I read a post recently that another blogger did entitled The Marginalization of Polytheists in the Public Sphere of Paganism and I agree with the writer’s points. Pagans, in general, are considered to be a “fringe group” by many people in Western (read European) societies. Polytheists are considered to be a “fringe group within a fringe group” by that standard. Even other Pagans consider Polytheists a “fringe group” when the “Pagan Umbrella” metaphor is used.
I personally hate that because of Protestant-background societal norms, that this has become a reality. Polytheists exist in the world as a reality. It is not because we are somehow backwards in our thinking. Many very successful scientists both in the ancient and modern world were and are polytheists.
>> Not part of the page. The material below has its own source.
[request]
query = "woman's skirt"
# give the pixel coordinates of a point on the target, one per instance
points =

I prefer to think of the modern Pagan “movement” in terms of a campground instead of an umbrella or tent. Each “flavor” of Pagan thought is its own tent and there are trails between them. There may even be a central bonfire area where the denizens of the different tents can congregate to discuss our similarities and differences. No tent will have trails leading directly to all of the others, and the denizens of one tent might even decide to not associated with a different one because they are too different.
In this paradigm, Polytheists have our own “cluster” of tents; the Wiccans have their own cluster; the Pagans who view the Gods as Archetypes or are “Nature-focused” have still another. While this view would not eliminate conflicts between groups or individuals, it may provide a more accurate model of what Paganism COULD BECOME as it matures and becomes more accepted in the “secular” world.